Based on the most recent large-scale and high quality Cochrane review on more than 80,000 healthy adults from 52 clinical trials aged 16 to 65 years, including pregnant women, over a single influenza season in North America, South America, and Europe who received vaccination between 1969 and 2009 (1):
71 healthy adults need to be vaccinated to prevent one of them experiencing influenza, and 29 healthy adults need to be vaccinated to prevent one of them experiencing an influenza-like illness (2)
These statistics (i.e., 71 and 29) are called number needed to be vaccinated/treated (NNV or NNT) representing the clinical effectiveness of vaccines (NNV) or medications (NNT). http://www.thennt.com/ is a quite useful source to find out such measures of clinical effectiveness of diagnostic, preventive, or therapeutic medical interventions.
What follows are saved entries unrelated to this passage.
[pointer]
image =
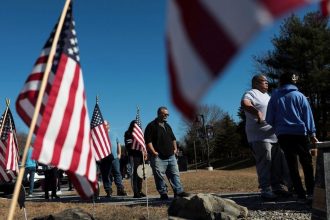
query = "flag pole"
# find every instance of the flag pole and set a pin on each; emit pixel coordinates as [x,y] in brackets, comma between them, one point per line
[143,169]
[37,109]
[5,115]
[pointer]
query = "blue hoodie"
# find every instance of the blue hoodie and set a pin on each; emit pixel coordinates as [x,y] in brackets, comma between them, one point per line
[289,112]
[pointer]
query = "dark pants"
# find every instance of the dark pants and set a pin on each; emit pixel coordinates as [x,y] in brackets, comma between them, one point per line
[136,181]
[293,146]
[50,181]
[106,165]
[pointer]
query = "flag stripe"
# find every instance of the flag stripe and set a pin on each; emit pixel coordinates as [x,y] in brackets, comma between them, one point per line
[8,149]
[63,137]
[203,36]
[215,50]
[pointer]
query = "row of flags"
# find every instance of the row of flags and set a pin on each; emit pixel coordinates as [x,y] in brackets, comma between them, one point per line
[202,38]
[9,156]
[64,136]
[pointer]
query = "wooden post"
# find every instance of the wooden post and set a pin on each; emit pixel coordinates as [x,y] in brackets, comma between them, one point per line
[37,109]
[321,197]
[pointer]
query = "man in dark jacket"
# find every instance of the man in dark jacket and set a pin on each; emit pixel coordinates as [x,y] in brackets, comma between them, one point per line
[136,159]
[161,145]
[290,114]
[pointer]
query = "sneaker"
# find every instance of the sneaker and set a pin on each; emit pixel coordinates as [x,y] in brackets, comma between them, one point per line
[142,194]
[309,199]
[163,196]
[282,193]
[268,195]
[121,192]
[108,193]
[182,194]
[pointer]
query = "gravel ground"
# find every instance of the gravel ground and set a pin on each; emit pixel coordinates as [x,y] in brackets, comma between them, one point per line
[283,208]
Considering the difference between pandemics and seasonal outbreaks:
Basically, the current flu vaccines are based on previously recognized sub-types (e.g., in previous epidemics/pandemics). If the virus of an upcoming epidemic/pandemic has been covered in the vaccine, these likelihoods may be true. However, it should be noticed that it is a bit unlikely for a previously well-recognized and covered sub-type to form a pandemic (i.e. an influenza virus that spreads on a worldwide scale and infects a large proportion of the world population [Wikipedia]), unless by mutating to a new pandemic strain. Also, note that studying vaccines' effectiveness against pandemics (the exact protection rate in populations) by current research equipment, methods and budgets is not feasible.
Also, we should not forget that human kind has only experienced 5 flu pandemics.